Martin & Co. is looking to gradually build up its allocation to U.S. Treasury securities as it scales out of agency debentures. Agency spreads are extremely tight to Treasuries on a historical basis and have little room left to run, argues Michael Holt, portfolio manager of the firm's $1.4 billion in taxable fixed-income. Holt says the firm could move 5%, or $70 million, into Treasuries if agency spreads show further tightening as investors gain confidence that the giant mortgage lenders are addressing governance issues and will grow less aggressively, which would likely mean less debt issuance.
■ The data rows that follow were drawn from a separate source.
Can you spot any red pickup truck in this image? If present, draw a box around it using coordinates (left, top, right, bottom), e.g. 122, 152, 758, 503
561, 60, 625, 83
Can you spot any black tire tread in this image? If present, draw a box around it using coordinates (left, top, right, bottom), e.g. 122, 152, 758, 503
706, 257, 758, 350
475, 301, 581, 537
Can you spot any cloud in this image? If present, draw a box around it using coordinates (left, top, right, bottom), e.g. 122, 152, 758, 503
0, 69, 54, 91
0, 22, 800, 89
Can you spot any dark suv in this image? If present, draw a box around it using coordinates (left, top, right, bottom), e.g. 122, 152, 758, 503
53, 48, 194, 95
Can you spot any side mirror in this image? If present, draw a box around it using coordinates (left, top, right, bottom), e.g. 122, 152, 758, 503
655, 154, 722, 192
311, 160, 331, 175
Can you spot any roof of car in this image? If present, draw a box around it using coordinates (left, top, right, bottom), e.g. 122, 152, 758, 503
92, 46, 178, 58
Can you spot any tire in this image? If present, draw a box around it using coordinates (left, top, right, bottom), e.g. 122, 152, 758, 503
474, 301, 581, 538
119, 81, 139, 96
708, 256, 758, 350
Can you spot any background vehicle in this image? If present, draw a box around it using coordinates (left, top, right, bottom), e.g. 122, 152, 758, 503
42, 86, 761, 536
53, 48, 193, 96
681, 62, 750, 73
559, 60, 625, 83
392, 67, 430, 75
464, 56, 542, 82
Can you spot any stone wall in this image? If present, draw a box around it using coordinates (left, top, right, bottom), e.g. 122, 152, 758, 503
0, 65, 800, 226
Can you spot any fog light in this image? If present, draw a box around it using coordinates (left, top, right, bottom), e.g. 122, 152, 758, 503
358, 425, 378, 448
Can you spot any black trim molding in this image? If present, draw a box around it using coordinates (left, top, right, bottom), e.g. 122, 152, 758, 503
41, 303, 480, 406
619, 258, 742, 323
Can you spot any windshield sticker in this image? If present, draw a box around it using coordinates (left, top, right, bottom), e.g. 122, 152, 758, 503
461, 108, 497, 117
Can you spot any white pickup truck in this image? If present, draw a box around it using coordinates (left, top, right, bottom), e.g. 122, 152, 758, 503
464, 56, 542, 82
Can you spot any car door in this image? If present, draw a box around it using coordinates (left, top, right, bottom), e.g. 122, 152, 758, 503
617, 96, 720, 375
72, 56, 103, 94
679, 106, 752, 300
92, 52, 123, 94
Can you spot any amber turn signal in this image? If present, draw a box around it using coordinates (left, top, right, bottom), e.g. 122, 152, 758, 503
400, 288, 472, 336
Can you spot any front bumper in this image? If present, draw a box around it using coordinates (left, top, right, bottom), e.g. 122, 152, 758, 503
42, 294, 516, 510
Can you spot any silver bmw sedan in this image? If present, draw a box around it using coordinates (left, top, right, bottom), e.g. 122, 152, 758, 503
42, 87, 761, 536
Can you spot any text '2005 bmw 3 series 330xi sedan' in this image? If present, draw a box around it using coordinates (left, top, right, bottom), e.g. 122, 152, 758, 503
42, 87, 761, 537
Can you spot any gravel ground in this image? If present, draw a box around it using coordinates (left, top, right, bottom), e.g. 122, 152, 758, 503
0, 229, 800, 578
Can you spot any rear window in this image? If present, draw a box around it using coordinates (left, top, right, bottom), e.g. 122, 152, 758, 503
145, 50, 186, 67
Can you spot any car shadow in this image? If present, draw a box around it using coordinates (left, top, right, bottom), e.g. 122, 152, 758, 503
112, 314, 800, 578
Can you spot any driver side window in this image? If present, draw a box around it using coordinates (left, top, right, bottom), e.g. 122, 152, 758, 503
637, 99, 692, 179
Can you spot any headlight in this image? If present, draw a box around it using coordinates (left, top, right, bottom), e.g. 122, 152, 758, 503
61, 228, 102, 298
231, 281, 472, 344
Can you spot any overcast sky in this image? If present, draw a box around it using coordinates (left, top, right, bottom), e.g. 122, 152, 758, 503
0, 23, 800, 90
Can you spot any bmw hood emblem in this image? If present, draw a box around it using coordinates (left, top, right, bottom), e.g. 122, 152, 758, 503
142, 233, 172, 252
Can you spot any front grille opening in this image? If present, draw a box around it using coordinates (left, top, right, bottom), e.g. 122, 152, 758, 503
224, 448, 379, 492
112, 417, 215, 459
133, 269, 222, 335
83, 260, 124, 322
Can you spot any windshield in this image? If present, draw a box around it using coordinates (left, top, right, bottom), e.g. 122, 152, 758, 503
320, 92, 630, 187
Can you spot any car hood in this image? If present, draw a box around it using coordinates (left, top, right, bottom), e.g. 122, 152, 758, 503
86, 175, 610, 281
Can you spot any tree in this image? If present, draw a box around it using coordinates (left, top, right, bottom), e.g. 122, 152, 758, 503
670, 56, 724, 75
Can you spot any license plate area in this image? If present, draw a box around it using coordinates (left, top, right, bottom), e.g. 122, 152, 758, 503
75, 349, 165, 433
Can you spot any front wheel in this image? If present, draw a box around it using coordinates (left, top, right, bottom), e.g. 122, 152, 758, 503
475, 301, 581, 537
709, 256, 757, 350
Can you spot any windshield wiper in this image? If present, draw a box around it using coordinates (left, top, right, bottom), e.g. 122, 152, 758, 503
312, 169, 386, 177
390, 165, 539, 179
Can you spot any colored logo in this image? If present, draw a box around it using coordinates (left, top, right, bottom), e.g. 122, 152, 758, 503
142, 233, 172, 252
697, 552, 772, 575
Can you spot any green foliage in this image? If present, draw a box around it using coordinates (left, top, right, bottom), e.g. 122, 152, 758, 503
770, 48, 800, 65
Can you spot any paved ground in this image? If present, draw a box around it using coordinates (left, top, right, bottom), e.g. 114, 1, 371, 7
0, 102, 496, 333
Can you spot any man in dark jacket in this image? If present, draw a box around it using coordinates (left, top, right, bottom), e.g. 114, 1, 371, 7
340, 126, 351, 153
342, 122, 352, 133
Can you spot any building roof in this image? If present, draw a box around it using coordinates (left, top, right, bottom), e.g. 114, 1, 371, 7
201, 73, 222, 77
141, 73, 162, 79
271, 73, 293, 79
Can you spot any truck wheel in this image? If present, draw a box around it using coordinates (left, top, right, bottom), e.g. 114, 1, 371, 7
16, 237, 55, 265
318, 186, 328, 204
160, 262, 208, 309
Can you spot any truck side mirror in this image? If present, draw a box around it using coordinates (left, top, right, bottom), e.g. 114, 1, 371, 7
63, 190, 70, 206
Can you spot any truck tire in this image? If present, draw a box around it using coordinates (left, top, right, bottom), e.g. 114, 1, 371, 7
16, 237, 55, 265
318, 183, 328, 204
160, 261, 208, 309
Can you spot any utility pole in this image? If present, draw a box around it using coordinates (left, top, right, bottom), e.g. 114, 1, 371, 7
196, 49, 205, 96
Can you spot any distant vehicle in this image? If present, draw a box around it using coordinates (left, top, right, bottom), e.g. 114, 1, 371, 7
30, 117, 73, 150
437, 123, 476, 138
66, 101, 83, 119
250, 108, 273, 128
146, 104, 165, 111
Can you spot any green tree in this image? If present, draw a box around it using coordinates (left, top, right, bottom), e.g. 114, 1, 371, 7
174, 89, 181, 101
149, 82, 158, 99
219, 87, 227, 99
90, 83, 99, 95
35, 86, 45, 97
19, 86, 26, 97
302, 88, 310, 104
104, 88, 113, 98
Signs of a growing government deficit could also drive spreads tighter as Treasuries back up, Holt says. If spreads tighten by as much as 10-15 basis points, Holt could move a total of 15%, or $210 million, out of agencies and into Treasuries. Ten-year agencies were trading 33-35 basis points over Treasuries last Monday, or about 5-8 basis points wider than they were ahead of Freddie Mac's recent shakeup of top management.
Concerns over the recent management shakeup at Freddie Mac led Martin & Co. to move some $70 million out of Freddie Mac debentures and into Treasuries. Holt says continued negative headlines could also cause Martin & Co. to reduce its agency allocation. If, on the other hand, spreads remain where they were last Monday, Martin & Co. would likely stand pat, Holt says. In any event, the trades would be duration neutral, across a range of maturities.
At a duration of 3.0 years, the Knoxville, Tenn., money manager is short its bogey, the 3.7-year Lehman Brothers Intermediate Government/Credit index. It allocates 50% to agencies, 45% to corporates, and 5% to Treasuries.